I suspect that m is supposed to be a natural number greater than or equal to 1.

Assuming it's true for any one value in the sequence, we can prove that it's true for all succeeding values per induction.

To go from m to m+1, we show that both sides grow the same:

\sum{n=1}^{m+1} n^3 = \left( \sum_{n=1}^{m+1} n \right)^2
(m+1)^3 + \sum{n=1}^m n^3 = \left( m+1+ \sum_{n=1}^{m} n \right)^2
(m+1)^3 + \sum{n=1}^m n^3 = (m+1)^2 + 2*(m+1)*\left(\sum_{n=1}^{m} n\right) + \left( \sum_{n=1}^{m} n \right)^2

Use Gauss sum:
(m+1)^3 + \sum{n=1}^m n^3 = (m+1)^2 + 2*(m+1)m(m+1)/2 + \left( \sum_{n=1}^{m} n \right)^2

Simplify:
(m+1)^3 + \sum{n=1}^m n^3 = (m+1)^2 + m*(m+1)^2 + \left( \sum_{n=1}^{m} n \right)^2
1x+nx=(1+n)x:
(m+1)^3 + \sum{n=1}^m n^3 = 1(m+1)^2 + m*(m+1)^2 + \left( \sum_{n=1}^{m} n \right)^2
(m+1)^3 + \sum{n=1}^m n^3 = (1+m)*(m+1)^2 + \left( \sum_{n=1}^{m} n \right)^2
(m+1)^3 + \sum{n=1}^m n^3 = (m+1)^3 + \left( \sum_{n=1}^{m} n \right)^2

Deduct (m+1)^3 from both sides:
\sum{n=1}^m n^3 = \left( \sum_{n=1}^m n \right)^2

For m = 1:
sum(1^3) = (sum(1))^2

It's true for m=1, and we have shown that if it's true for any m, it's also true for m+1. QED.

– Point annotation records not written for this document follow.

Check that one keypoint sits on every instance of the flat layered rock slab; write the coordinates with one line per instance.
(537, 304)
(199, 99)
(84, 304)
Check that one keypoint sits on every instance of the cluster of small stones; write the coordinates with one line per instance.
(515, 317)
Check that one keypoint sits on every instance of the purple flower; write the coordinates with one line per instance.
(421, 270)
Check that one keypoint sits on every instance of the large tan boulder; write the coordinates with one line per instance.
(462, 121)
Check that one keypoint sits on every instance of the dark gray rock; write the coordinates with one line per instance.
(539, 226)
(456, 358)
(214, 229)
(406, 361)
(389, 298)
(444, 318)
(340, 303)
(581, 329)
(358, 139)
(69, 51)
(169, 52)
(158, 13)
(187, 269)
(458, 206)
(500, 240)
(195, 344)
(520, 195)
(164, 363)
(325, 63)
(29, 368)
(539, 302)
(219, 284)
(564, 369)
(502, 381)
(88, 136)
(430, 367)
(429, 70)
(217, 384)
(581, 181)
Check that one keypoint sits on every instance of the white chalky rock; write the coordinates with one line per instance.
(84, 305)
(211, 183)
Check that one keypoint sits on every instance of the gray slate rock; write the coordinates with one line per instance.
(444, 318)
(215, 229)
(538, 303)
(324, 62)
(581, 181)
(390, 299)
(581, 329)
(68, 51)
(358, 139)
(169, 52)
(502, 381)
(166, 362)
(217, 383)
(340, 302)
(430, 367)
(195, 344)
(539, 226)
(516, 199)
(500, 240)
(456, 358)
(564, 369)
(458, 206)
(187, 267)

Yes, assuming it's true, it's true for both m and m-1. Lets substract both-sides of equations for m and m-1 and we get:

m^3 = ( 1+2+3+...m)^2 - (1+2+3...(m-1))^2

Rth side is two arithmetic series. We can simplify:

m^3 = ( (1+m) * (m) / 2 )^2 - ( (1+m-1) * (m-1) / 2) ) ^ 2
m^3 = ( (m+1) * m / 2 )^2 - ( (m-1) * m / 2 )^2

Divide both sides by (m / 2)^2

4m = ( (m+1) )^2 - ( (m-1) )^2
4m = ( (m+1 + m-1) ) * ( (m+1-m+1) )
4m = ( 2m ) * ( 2 )
4m = 4m

For reference, I just posted the video that I promised in the context of our infinity problem from 2 days ago: #705385

My intuition says no, but I don't recall how to demonstrate that.